A high school dropout's dream of putting to use his new college diploma was shattered by a random gang attack. A girl's ninth birthday ended with a stray bullet as she lay on her mother's bed.

From New York to Chicago to Milwaukee, big cities are seeking emergency gun control measures as they battle a dramatic rise in violent crimes, many involving random killings of innocent victims."It doesn't matter where you are or what you're doing, the lives of people in the inner city . . . are at stake," said anti-crime activist Ruth Varnado, whose Reclaiming the Streets movement has won praise from President Bush.

Milwaukee, a city of 600,000, has seen its murder rate jump by more than half to 18.7 per 100,000 residents between 1988 and 1989. That translated into a record 116 homicides in 1989. Already this year, 115 killings have been recorded. A decade ago, there were fewer than 100 homicides in all of Wisconsin.

Of even greater concern is the randomness of three killings in Milwaukee this month.

Nine-year-old Shereker Wilkins, whose family recently fled a Chicago housing project, was lying on her mother's bed Saturday night after celebrating her birthday when a stray bullet pierced the bedroom wall and struck her in the head. She died 10 hours later. Her mother couldn't afford the funeral.

"I wanted to get away from the drug dealers, gangs, shootings, the projects and make a new start for my kids," said Ruby Wilkins. "I thought I had moved somewhere where I would be safe."

A week earlier, a 17-year-old was accused of randomly selecting and executing Charles Davis, 19, to prove in a street gang initiation rite that he knew how to kill. Davis, a high school dropout, had recently earned a degree from Milwaukee Area Technical College and got a job at a lawn mower factory.

In the same neighborhood, Tammy Reilly, 17, was killed Saturday by an errant blast from a sawed-off shotgun as she listened to music in a relative's apartment.

"It's going to take a long time for this community to ever heal. They're are just too many scars," said Queen Hyler, founder of Stop the Violence, a citizen group. "I'm not going to sit here and watch them bury another 9-year-old without shaking this city up."

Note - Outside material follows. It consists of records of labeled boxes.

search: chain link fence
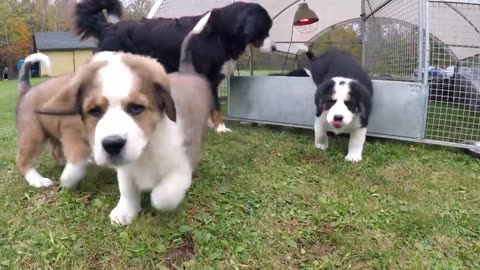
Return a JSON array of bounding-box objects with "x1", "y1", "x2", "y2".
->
[{"x1": 149, "y1": 0, "x2": 480, "y2": 147}]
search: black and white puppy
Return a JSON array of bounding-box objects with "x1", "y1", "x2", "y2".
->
[
  {"x1": 75, "y1": 0, "x2": 276, "y2": 132},
  {"x1": 312, "y1": 49, "x2": 373, "y2": 162}
]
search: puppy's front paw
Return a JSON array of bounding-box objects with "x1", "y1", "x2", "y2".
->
[
  {"x1": 315, "y1": 143, "x2": 328, "y2": 150},
  {"x1": 25, "y1": 169, "x2": 53, "y2": 188},
  {"x1": 215, "y1": 123, "x2": 232, "y2": 133},
  {"x1": 345, "y1": 153, "x2": 362, "y2": 162},
  {"x1": 110, "y1": 205, "x2": 138, "y2": 226},
  {"x1": 29, "y1": 177, "x2": 53, "y2": 188}
]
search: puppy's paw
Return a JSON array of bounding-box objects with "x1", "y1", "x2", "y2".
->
[
  {"x1": 110, "y1": 205, "x2": 138, "y2": 226},
  {"x1": 345, "y1": 153, "x2": 362, "y2": 162},
  {"x1": 215, "y1": 123, "x2": 232, "y2": 133},
  {"x1": 315, "y1": 143, "x2": 328, "y2": 151},
  {"x1": 25, "y1": 169, "x2": 53, "y2": 188}
]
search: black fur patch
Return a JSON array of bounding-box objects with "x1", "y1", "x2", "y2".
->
[
  {"x1": 76, "y1": 0, "x2": 272, "y2": 114},
  {"x1": 311, "y1": 49, "x2": 373, "y2": 127},
  {"x1": 315, "y1": 79, "x2": 335, "y2": 117}
]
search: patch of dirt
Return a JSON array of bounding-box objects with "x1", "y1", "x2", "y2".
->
[
  {"x1": 165, "y1": 233, "x2": 195, "y2": 269},
  {"x1": 32, "y1": 186, "x2": 60, "y2": 205},
  {"x1": 76, "y1": 194, "x2": 92, "y2": 205},
  {"x1": 307, "y1": 242, "x2": 332, "y2": 260}
]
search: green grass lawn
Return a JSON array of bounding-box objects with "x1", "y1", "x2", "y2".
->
[{"x1": 0, "y1": 77, "x2": 480, "y2": 269}]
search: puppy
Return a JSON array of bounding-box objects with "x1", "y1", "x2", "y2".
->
[
  {"x1": 16, "y1": 53, "x2": 90, "y2": 188},
  {"x1": 312, "y1": 49, "x2": 373, "y2": 162},
  {"x1": 42, "y1": 13, "x2": 212, "y2": 225},
  {"x1": 75, "y1": 0, "x2": 276, "y2": 132}
]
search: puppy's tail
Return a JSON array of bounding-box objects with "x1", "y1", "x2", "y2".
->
[
  {"x1": 75, "y1": 0, "x2": 122, "y2": 39},
  {"x1": 17, "y1": 53, "x2": 51, "y2": 97},
  {"x1": 178, "y1": 12, "x2": 211, "y2": 74}
]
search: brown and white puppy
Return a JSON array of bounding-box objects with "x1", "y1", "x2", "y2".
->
[
  {"x1": 43, "y1": 15, "x2": 212, "y2": 225},
  {"x1": 16, "y1": 53, "x2": 90, "y2": 188}
]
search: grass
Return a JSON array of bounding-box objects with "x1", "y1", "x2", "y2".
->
[{"x1": 0, "y1": 77, "x2": 480, "y2": 269}]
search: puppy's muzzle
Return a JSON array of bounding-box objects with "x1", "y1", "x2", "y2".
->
[{"x1": 102, "y1": 135, "x2": 127, "y2": 157}]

Hyler isn't alone in her efforts. City and county officials this week began drawing up emergency measures to enforce gun registration.

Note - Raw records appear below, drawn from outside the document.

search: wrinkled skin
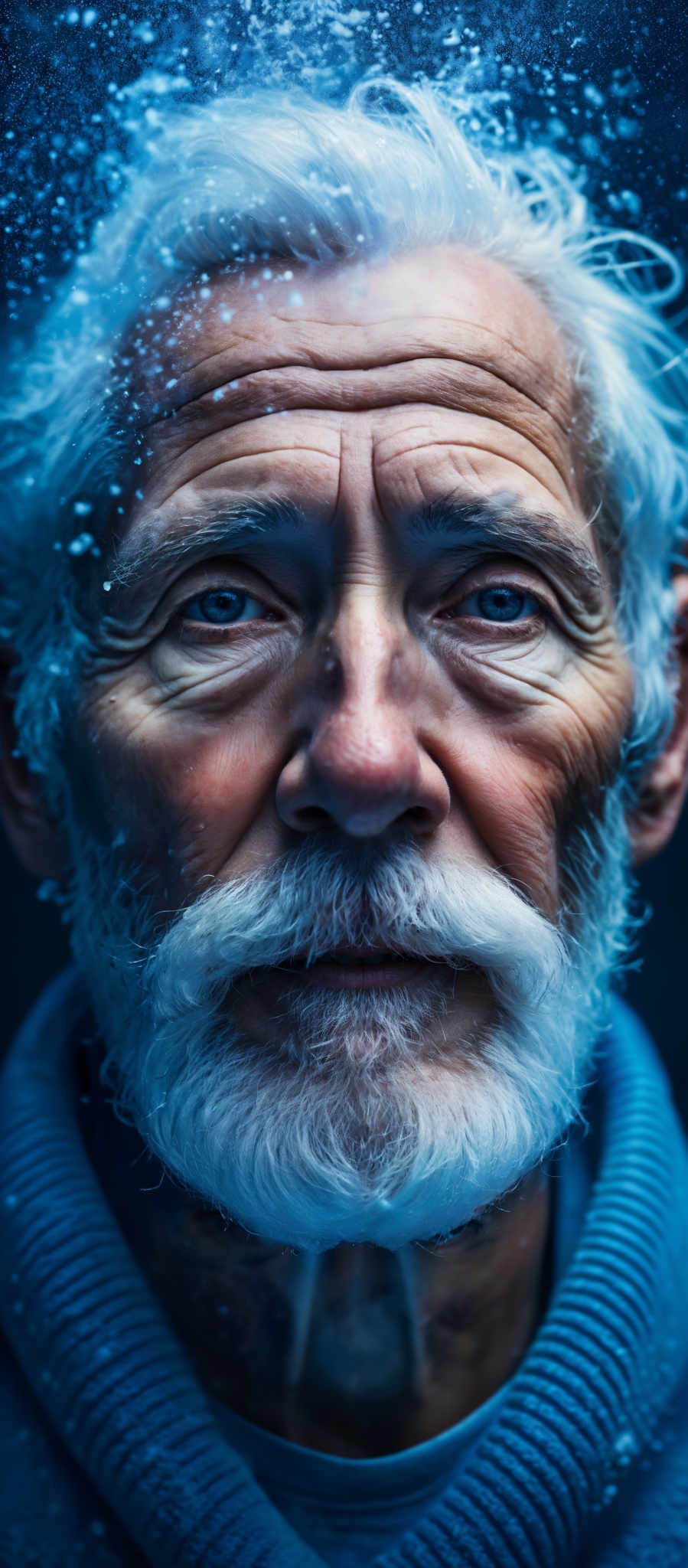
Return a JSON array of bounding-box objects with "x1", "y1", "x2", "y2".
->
[{"x1": 9, "y1": 247, "x2": 683, "y2": 1453}]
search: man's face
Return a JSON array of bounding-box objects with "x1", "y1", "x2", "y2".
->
[{"x1": 67, "y1": 247, "x2": 631, "y2": 1248}]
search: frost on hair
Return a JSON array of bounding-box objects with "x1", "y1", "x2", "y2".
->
[{"x1": 0, "y1": 80, "x2": 688, "y2": 790}]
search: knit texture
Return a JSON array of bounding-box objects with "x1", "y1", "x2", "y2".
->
[{"x1": 0, "y1": 971, "x2": 688, "y2": 1568}]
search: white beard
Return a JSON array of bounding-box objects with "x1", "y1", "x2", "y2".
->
[{"x1": 72, "y1": 784, "x2": 639, "y2": 1251}]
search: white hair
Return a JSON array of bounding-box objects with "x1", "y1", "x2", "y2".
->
[
  {"x1": 0, "y1": 80, "x2": 688, "y2": 790},
  {"x1": 64, "y1": 781, "x2": 628, "y2": 1251}
]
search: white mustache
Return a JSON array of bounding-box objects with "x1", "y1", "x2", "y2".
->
[{"x1": 151, "y1": 845, "x2": 566, "y2": 1021}]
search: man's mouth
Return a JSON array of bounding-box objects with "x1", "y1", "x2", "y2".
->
[{"x1": 281, "y1": 946, "x2": 429, "y2": 991}]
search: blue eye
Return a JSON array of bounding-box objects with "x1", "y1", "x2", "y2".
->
[
  {"x1": 182, "y1": 588, "x2": 269, "y2": 626},
  {"x1": 458, "y1": 583, "x2": 543, "y2": 621}
]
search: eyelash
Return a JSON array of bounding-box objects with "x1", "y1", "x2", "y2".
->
[{"x1": 169, "y1": 577, "x2": 552, "y2": 636}]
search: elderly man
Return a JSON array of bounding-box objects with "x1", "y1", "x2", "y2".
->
[{"x1": 0, "y1": 85, "x2": 688, "y2": 1568}]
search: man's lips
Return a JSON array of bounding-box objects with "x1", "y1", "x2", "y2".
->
[{"x1": 279, "y1": 947, "x2": 437, "y2": 991}]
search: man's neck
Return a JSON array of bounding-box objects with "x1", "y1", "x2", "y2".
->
[{"x1": 81, "y1": 1047, "x2": 550, "y2": 1459}]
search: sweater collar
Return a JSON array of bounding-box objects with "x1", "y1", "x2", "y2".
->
[{"x1": 0, "y1": 971, "x2": 688, "y2": 1568}]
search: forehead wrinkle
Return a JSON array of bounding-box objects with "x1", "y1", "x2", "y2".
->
[
  {"x1": 142, "y1": 334, "x2": 570, "y2": 437},
  {"x1": 142, "y1": 439, "x2": 337, "y2": 508},
  {"x1": 144, "y1": 361, "x2": 572, "y2": 501}
]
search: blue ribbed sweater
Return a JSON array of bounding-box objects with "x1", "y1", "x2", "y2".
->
[{"x1": 0, "y1": 972, "x2": 688, "y2": 1568}]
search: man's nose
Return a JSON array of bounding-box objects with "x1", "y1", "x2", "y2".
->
[{"x1": 277, "y1": 607, "x2": 450, "y2": 839}]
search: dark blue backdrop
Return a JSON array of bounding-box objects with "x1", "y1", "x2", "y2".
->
[{"x1": 0, "y1": 0, "x2": 688, "y2": 1118}]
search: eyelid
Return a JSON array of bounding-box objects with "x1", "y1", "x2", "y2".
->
[
  {"x1": 160, "y1": 558, "x2": 293, "y2": 622},
  {"x1": 439, "y1": 560, "x2": 558, "y2": 616}
]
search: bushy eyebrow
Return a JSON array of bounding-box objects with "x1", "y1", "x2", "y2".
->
[
  {"x1": 108, "y1": 494, "x2": 608, "y2": 613},
  {"x1": 407, "y1": 495, "x2": 608, "y2": 613},
  {"x1": 108, "y1": 500, "x2": 307, "y2": 588}
]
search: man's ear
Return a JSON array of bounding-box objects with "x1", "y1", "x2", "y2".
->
[
  {"x1": 0, "y1": 654, "x2": 64, "y2": 881},
  {"x1": 628, "y1": 570, "x2": 688, "y2": 865}
]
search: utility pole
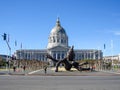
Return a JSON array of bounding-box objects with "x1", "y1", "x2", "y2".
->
[{"x1": 2, "y1": 33, "x2": 11, "y2": 74}]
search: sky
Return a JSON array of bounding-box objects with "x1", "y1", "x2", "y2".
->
[{"x1": 0, "y1": 0, "x2": 120, "y2": 56}]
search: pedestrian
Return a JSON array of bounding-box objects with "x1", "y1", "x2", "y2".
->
[{"x1": 13, "y1": 66, "x2": 16, "y2": 72}]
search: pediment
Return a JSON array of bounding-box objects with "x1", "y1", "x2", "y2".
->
[{"x1": 49, "y1": 46, "x2": 69, "y2": 51}]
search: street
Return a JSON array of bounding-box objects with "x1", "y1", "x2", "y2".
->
[{"x1": 0, "y1": 75, "x2": 120, "y2": 90}]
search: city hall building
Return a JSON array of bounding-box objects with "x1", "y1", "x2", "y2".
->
[{"x1": 16, "y1": 18, "x2": 103, "y2": 61}]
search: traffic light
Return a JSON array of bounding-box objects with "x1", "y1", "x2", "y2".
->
[{"x1": 3, "y1": 33, "x2": 7, "y2": 40}]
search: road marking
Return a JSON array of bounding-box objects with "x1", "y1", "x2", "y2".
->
[{"x1": 28, "y1": 69, "x2": 41, "y2": 74}]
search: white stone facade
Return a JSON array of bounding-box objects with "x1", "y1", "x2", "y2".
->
[{"x1": 16, "y1": 18, "x2": 103, "y2": 61}]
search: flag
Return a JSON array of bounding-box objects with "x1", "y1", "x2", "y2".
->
[
  {"x1": 104, "y1": 44, "x2": 106, "y2": 49},
  {"x1": 111, "y1": 40, "x2": 113, "y2": 49},
  {"x1": 15, "y1": 40, "x2": 17, "y2": 46},
  {"x1": 20, "y1": 43, "x2": 22, "y2": 49},
  {"x1": 8, "y1": 34, "x2": 10, "y2": 42}
]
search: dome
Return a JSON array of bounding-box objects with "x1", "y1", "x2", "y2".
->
[
  {"x1": 51, "y1": 18, "x2": 66, "y2": 35},
  {"x1": 47, "y1": 18, "x2": 68, "y2": 49}
]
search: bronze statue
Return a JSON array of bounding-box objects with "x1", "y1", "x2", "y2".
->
[{"x1": 46, "y1": 46, "x2": 88, "y2": 72}]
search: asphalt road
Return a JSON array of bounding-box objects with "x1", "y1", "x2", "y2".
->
[{"x1": 0, "y1": 75, "x2": 120, "y2": 90}]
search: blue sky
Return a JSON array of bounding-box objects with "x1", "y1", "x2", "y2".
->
[{"x1": 0, "y1": 0, "x2": 120, "y2": 55}]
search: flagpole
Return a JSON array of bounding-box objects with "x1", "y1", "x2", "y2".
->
[{"x1": 111, "y1": 40, "x2": 114, "y2": 70}]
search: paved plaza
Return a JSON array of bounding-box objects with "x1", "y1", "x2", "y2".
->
[
  {"x1": 0, "y1": 75, "x2": 120, "y2": 90},
  {"x1": 0, "y1": 68, "x2": 120, "y2": 90}
]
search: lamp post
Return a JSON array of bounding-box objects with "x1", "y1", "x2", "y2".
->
[{"x1": 2, "y1": 33, "x2": 11, "y2": 74}]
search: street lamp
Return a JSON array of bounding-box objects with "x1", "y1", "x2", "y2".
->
[{"x1": 2, "y1": 33, "x2": 11, "y2": 74}]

In Chicago, 628 slayings have been recorded so far this year, 111 more than all of last year. The City Council this week began emergency hearings to seek new ways to control drugs and gangs.

In New York City, 16 children have been shot since July 22 and six have died, police said. Mayor David Dinkins has also issued calls for tighter gun controls.

In Milwaukee, Police Chief Philip Arreola refused interviews this week and instructed his officers not to discuss the spate of killings.

Community activists blame the rising crime rate on double-digit unemployment and inadequate funding for schools, drug rehabilitation and counseling for gang members.